Academy Of Champions shies away from the premiership pitches and international leagues of its competitors, instead inviting players to experience the very roots of the sport. Footy fans take on the role of students at a fictional football academy, where they will learn all the skills of the Beautiful Game.

Of course, unlike Mr Beckham's educational institute, the esteemed Brightfield Academy is not just some glorified warehouse at the side of the Thames. It is an outlandish environment, built with the level of imagination you would expect from a Wii game. In addition to more traditional pitches, you'll find wilder arenas where the goals are the gaping maws of monsters and medieval castles look down on the action from either side.

It’s a creative art style that is perfectly in keeping with the Wii's audience and carries across to the character design. All of the students from Brightfield Academy and the various other schools they face off against have a cartoonish look that makes the game instantly appealing to younger gamers and gives Academy Of Champions its own personality.

Ubisoft has even dipped into its back catalogue and introduced more familiar characters, redesigning them to fit in with the game’s artistry.

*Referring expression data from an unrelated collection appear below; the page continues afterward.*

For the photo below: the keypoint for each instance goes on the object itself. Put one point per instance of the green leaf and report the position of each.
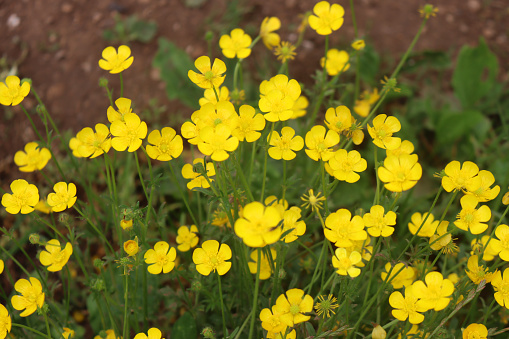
(184, 328)
(475, 74)
(174, 63)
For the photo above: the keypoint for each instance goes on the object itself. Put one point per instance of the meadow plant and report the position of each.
(246, 228)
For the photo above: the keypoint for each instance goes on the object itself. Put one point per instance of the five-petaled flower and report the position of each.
(54, 257)
(31, 296)
(211, 257)
(161, 258)
(114, 61)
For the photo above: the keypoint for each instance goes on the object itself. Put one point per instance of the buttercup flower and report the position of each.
(187, 238)
(265, 266)
(258, 225)
(11, 92)
(124, 107)
(344, 165)
(382, 130)
(267, 28)
(435, 294)
(284, 146)
(319, 143)
(64, 196)
(293, 305)
(33, 158)
(93, 144)
(5, 322)
(236, 44)
(327, 18)
(116, 62)
(345, 265)
(31, 296)
(166, 145)
(54, 257)
(337, 62)
(211, 76)
(211, 257)
(128, 133)
(472, 219)
(342, 230)
(461, 177)
(197, 179)
(378, 223)
(153, 333)
(161, 258)
(131, 247)
(400, 173)
(23, 198)
(407, 307)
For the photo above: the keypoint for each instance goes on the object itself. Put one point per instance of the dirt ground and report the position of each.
(59, 42)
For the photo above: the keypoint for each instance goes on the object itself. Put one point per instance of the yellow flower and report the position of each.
(265, 266)
(166, 145)
(5, 322)
(54, 257)
(23, 198)
(291, 222)
(312, 201)
(187, 238)
(344, 165)
(378, 223)
(124, 107)
(382, 130)
(258, 225)
(400, 276)
(459, 177)
(327, 18)
(131, 247)
(326, 306)
(293, 305)
(407, 307)
(217, 142)
(285, 51)
(128, 133)
(267, 28)
(31, 296)
(197, 179)
(358, 44)
(477, 273)
(284, 146)
(345, 265)
(116, 62)
(211, 76)
(319, 143)
(33, 158)
(93, 144)
(68, 333)
(64, 196)
(11, 93)
(400, 173)
(337, 62)
(161, 258)
(342, 230)
(429, 227)
(211, 257)
(248, 124)
(435, 294)
(236, 44)
(472, 219)
(153, 333)
(500, 284)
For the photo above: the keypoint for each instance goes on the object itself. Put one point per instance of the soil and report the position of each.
(58, 43)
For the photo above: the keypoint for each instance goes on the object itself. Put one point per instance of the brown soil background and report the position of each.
(63, 41)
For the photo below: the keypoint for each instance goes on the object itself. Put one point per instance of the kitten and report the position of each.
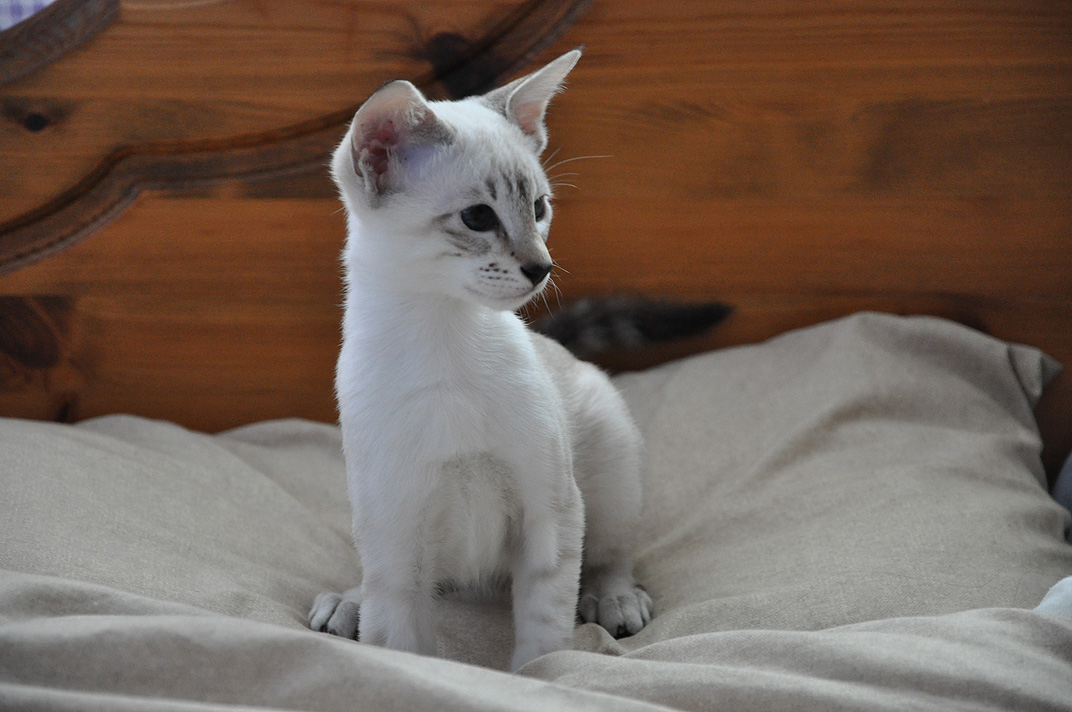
(474, 447)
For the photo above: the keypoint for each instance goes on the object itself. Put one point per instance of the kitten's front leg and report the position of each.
(398, 558)
(546, 579)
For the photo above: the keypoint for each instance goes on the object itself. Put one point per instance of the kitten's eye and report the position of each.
(480, 218)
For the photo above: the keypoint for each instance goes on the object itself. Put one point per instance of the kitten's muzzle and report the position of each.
(536, 271)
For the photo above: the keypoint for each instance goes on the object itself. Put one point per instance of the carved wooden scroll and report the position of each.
(74, 154)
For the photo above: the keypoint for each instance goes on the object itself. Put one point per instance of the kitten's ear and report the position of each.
(393, 127)
(524, 101)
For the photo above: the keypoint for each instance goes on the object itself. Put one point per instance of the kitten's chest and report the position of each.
(476, 510)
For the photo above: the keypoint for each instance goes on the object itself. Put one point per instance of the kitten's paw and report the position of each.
(622, 612)
(337, 613)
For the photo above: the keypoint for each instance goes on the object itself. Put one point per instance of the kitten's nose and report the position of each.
(536, 271)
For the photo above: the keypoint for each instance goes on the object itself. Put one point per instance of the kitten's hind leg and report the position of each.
(337, 613)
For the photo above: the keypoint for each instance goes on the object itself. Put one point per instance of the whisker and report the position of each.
(576, 158)
(551, 158)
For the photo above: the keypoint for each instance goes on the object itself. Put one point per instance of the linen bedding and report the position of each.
(849, 516)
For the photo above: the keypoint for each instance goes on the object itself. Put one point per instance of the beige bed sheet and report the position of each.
(850, 516)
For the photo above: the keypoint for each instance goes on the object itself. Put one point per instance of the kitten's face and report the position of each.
(450, 196)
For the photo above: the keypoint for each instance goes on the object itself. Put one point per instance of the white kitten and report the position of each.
(475, 448)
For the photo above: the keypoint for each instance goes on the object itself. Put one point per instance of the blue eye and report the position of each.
(479, 218)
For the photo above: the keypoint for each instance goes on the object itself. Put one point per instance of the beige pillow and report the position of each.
(861, 470)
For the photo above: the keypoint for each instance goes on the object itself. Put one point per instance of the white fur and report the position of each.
(475, 449)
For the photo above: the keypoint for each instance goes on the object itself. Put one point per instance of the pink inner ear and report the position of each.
(374, 149)
(529, 116)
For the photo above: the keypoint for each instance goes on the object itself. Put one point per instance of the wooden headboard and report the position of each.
(169, 237)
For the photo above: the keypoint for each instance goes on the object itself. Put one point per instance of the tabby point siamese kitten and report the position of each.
(476, 449)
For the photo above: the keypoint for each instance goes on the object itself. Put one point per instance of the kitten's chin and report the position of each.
(503, 302)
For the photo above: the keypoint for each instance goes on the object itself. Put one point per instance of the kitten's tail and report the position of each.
(596, 324)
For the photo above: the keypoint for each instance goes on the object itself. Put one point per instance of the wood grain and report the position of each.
(48, 34)
(799, 162)
(188, 134)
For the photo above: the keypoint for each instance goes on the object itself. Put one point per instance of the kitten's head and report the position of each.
(450, 197)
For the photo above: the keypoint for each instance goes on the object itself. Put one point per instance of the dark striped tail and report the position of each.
(595, 324)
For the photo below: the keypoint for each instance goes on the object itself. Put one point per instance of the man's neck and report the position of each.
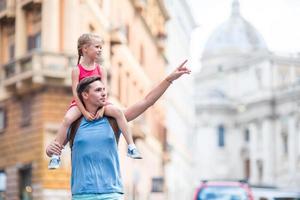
(88, 62)
(91, 109)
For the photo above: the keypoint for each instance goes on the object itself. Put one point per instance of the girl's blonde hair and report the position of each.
(86, 39)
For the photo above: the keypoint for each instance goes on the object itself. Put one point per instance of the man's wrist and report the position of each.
(168, 80)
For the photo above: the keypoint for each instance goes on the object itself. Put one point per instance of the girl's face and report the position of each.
(94, 49)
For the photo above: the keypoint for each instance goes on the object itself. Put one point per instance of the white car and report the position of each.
(274, 194)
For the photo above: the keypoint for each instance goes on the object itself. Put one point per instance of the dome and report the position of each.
(235, 36)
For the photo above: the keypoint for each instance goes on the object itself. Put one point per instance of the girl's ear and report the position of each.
(85, 95)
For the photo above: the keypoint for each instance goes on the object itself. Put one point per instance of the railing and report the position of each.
(39, 66)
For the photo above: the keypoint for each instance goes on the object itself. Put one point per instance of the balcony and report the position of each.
(37, 69)
(7, 9)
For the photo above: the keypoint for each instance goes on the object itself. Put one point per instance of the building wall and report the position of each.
(180, 119)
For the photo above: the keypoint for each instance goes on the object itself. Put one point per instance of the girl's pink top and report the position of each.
(83, 73)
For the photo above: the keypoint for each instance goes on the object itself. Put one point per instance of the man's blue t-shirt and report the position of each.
(95, 159)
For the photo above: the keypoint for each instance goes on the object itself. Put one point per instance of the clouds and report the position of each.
(276, 20)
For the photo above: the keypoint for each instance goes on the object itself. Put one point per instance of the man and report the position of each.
(95, 159)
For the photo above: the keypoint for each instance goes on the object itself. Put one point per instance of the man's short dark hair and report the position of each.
(84, 85)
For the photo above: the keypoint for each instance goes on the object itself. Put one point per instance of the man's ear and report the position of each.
(85, 95)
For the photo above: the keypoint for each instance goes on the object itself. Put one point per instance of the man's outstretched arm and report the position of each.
(137, 109)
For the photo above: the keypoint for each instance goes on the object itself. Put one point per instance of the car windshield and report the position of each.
(222, 193)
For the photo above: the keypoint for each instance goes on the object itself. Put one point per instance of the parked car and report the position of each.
(223, 190)
(261, 193)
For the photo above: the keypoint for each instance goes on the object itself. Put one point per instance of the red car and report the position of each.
(223, 190)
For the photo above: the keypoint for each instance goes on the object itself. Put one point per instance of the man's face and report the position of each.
(96, 94)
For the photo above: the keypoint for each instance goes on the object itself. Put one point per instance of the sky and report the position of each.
(278, 21)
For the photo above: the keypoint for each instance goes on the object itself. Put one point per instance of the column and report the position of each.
(278, 146)
(50, 25)
(20, 34)
(268, 151)
(253, 153)
(72, 24)
(292, 145)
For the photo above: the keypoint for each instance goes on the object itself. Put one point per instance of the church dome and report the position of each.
(235, 36)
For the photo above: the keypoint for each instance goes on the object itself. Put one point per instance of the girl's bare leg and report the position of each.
(113, 111)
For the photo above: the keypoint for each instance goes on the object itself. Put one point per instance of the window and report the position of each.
(247, 168)
(157, 184)
(2, 184)
(34, 41)
(284, 138)
(2, 119)
(33, 18)
(26, 111)
(25, 187)
(221, 136)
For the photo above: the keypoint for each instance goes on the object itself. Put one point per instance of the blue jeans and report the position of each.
(109, 196)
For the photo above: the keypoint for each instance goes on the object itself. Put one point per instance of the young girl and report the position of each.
(89, 48)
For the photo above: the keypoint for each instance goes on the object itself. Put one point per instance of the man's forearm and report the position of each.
(137, 109)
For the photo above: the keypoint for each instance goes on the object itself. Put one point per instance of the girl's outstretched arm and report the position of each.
(137, 109)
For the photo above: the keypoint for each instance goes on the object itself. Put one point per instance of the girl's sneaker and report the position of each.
(54, 162)
(134, 153)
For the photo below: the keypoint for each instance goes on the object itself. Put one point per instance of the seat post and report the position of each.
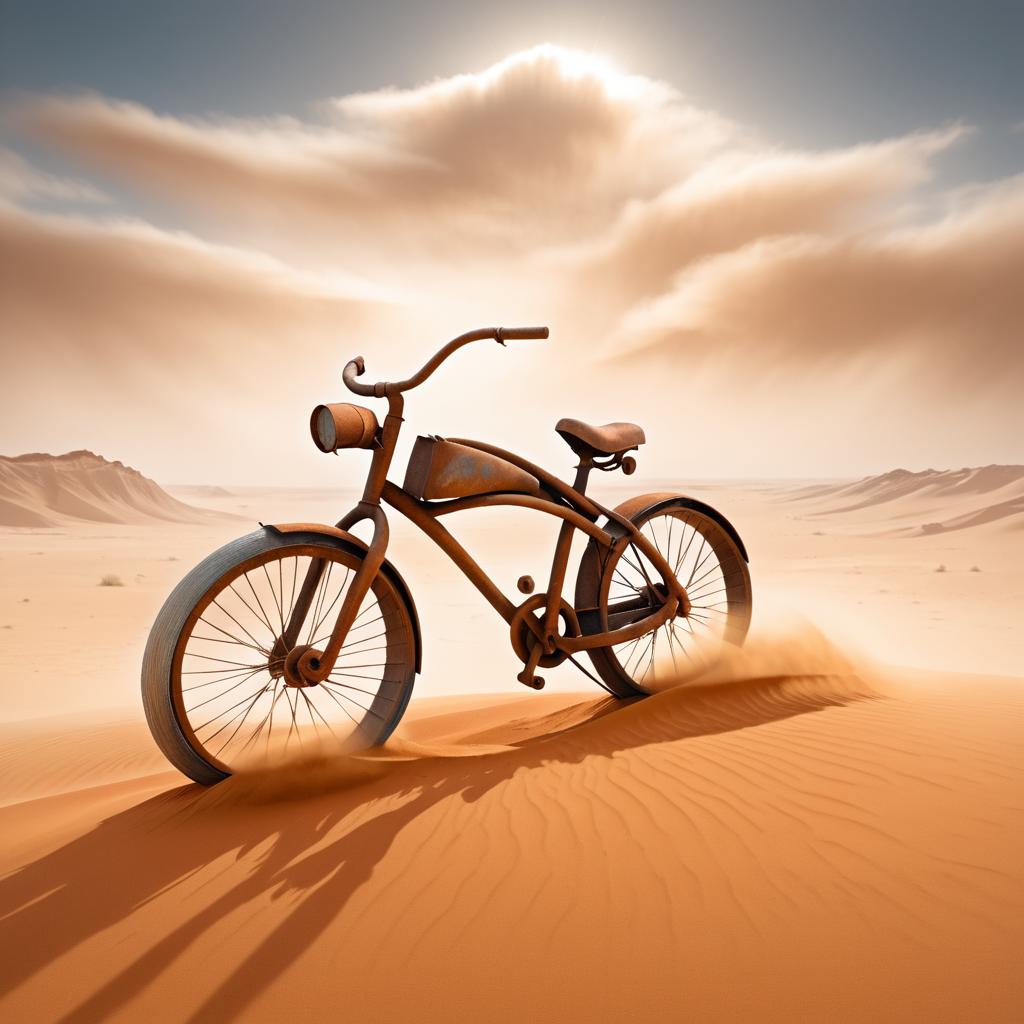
(583, 474)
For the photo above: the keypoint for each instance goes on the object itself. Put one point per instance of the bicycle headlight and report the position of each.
(343, 425)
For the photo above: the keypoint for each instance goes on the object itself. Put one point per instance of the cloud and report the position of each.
(549, 187)
(126, 338)
(939, 302)
(734, 201)
(544, 145)
(19, 180)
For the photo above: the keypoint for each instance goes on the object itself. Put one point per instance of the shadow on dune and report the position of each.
(71, 895)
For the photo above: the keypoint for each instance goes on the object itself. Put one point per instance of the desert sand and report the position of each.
(810, 834)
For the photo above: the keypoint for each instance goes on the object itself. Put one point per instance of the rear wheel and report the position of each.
(218, 688)
(625, 587)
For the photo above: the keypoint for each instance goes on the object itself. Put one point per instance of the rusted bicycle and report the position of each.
(303, 634)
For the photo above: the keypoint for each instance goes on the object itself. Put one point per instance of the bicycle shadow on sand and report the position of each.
(67, 897)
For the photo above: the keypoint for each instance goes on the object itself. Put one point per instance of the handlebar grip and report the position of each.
(521, 333)
(355, 368)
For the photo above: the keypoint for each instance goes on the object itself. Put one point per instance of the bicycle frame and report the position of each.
(568, 503)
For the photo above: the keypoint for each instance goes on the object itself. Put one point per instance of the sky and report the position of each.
(785, 238)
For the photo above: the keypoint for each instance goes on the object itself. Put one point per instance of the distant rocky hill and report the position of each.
(936, 501)
(40, 489)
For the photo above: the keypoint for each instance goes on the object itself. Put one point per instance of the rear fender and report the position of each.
(360, 547)
(658, 500)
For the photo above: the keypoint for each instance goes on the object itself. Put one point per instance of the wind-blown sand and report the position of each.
(821, 843)
(808, 837)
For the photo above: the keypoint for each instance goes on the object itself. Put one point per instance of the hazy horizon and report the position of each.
(770, 296)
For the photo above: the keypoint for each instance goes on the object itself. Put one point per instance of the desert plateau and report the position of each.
(791, 837)
(511, 513)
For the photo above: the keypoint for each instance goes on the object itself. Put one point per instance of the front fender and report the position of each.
(394, 577)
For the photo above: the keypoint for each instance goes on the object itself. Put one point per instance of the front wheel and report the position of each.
(215, 688)
(624, 586)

So when they’re not running round the pitch as a bunch of plucky young child prodigies, players can fill the boots of Assassin’s Creed’s Altair, Splinter Cell’s Sam Fisher, Beyond Good And Evil’s Jade, Rayman and, of course, those notorious Raving Rabbids.

Further distancing Academy Of Champions from more serious football simulations, all of the students have a range of special moves that can give them an advantage. These are a mixture of both offensive and defensive and range from the more mundane, such as speed boosts and the ability to glide past the defence, to more acrobatic moves that include bending the ball around the keeper and a spinning tackle that knocks everyone flying.


Even the Ubisoft characters have special moves that play on their antics in their own video games. So, Sam and Altair have stealth attacks while Jade can stun the enemy team with her camera flash and the Rabbids can fire plungers that deliver the ball straight to the back of the net.

With celebrity endorsement very much the norm in sports games these days, it is to be expected that most of the game’s special skills are passed on from the true star of Academy Of Champions. Legendary Brazilian football star Pelé serves as the Academy’s headmaster. He teaches players everything there is to know about not only playing the game, but mastering it.

The majority of the gameplay takes place in five-a-side tournaments. Gamers must use every trick available to overcome the opposing team, progressing through the single-player mode’s storyline. As they advance through each match, they earn money to buy new equipment and upgrade their abilities.

Alternatively, there are 12 football-related mini-games to entertain players, challenging them to show off their skills at goalkeeping, shooting, passing, tackles and more. There is also a range of multiplayer modes supporting up to four players that allows friends to enjoy Academy Of Champions together.

As Ubisoft’s first major football title, Academy Of Champions has all the ingredients to make it a stand-out title, both in its genre and on the Wii. It’s wide appeal, fresh take on the sport and accessibility make it a strong contender for chart success when it arrives on shelves this September.